Ill At Ease
by Mark West, Stephen Bacon and Neil Williams
Published by Penman Press, 2011.
The ease of publishing in electronic format is both a curse and a joy. While it allows every cellar dwelling hack to realise their dreams and have a published “book” in the marketplace, at the same time it also allows hard working and talented authors to find a market for material that might not have existed in the old tree based publishing world. That presents us (the readers) with a problem, how to sort the wheat from the chaff, and believe me there is a lot of chaff. Well, not to worry dear reader, for I have come to the rescue wielding my trusty kindle and will be highlighting some of the better ebooks out there of which, Ill at Ease is a perfect example.
Waiting For Josh by Stephen Bacon is an emotionally charged story where the dreams and hopes of youth are spoiled by this “tragic tale of lost lives”. Reflecting back on childhood while attending a friends funeral brings back lots of memories, not all of them good. Its a deeply melancholic tale which examines how different paths in childhood can lead to completely different outcomes in later life.

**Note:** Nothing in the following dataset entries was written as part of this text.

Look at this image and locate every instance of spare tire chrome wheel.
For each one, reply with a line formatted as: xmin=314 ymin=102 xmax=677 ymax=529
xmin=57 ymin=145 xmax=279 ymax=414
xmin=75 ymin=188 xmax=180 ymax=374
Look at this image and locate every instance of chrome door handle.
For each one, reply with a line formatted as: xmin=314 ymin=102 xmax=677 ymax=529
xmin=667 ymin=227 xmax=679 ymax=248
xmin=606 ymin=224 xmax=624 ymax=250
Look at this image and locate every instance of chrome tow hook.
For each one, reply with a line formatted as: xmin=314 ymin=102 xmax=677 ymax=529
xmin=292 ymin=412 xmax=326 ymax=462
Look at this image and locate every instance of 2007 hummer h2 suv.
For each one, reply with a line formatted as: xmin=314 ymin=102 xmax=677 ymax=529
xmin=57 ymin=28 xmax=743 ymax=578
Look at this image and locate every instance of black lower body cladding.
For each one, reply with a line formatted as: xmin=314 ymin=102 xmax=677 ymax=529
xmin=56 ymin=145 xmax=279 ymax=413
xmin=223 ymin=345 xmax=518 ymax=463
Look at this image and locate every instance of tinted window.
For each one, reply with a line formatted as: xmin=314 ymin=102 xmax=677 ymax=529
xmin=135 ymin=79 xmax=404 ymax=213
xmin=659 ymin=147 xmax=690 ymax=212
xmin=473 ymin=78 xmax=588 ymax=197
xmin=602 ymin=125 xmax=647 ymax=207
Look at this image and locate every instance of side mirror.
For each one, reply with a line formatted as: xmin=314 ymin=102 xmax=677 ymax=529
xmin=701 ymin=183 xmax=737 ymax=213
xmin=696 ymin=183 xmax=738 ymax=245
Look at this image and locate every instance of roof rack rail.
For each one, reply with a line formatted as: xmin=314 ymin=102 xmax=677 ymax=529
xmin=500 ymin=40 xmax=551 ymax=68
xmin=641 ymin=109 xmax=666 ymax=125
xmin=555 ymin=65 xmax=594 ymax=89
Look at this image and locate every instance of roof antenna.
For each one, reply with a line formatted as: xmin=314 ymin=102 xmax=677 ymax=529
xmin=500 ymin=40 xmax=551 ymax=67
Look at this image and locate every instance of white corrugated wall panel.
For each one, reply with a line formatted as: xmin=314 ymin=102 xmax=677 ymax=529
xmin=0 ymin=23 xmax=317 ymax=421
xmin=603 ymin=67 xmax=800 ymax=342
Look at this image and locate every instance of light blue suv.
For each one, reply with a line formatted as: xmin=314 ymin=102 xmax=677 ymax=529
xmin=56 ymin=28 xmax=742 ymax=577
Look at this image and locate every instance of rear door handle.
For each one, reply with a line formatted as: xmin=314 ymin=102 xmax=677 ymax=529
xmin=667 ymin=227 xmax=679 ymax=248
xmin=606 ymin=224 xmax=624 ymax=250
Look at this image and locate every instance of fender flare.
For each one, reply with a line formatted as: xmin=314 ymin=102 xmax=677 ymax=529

I enjoyed the simplicity of this tale and its focus on the characters, that simplicity adds to rather than detracts from the sense of empathy the reader has for the two childhood friends.
Come See My House In the Pretty Town by Mark West again looks at divergent relationships this time from the perspective of college friends. A facebook message reunites Simon and David in the rural idyll of Hoelzli but again it’s a reunion haunted by ghosts of the past. Here the insular rural village becomes a major part of the story complementing the claustrophobic atmosphere and the feeling of impending doom that pervades the tale. Throw in a few nasty clowns (well to be fair all clowns are nasty) and you have a very enjoyable revenge story.
Closer Than You Think is by Neil Williams, a writer I haven’t encountered before, and is a ghostly tale of a haunted child’s car seat. It’s a well written tale with a gradually increasing pace and tension as it builds to a grisly and terrible climax. It manages to grip the reader to the final page and although probably the weaker of the three stories here it showcases a writer with great potential.
All three stories in this collaboration focus on the psychological horror of relationships and the mundane realities of modern life, consequently they work well as a collection. This probably demonstrates the huge advantage of e-publishing. Here we have three authors combining to produce a piece of work greater than the sum of it’s parts, a thematically cohesive collection, something that would have been much more difficult in the traditional publishing world. The other huge advantage is you can pick up the Kindle edition of this for £1.42, so now readers should play their part and reward this venture by buying it. By doing so you will be supporting some real talent in the horror genre and nabbing yourself an excellent anthology of solid horror writing at the same time.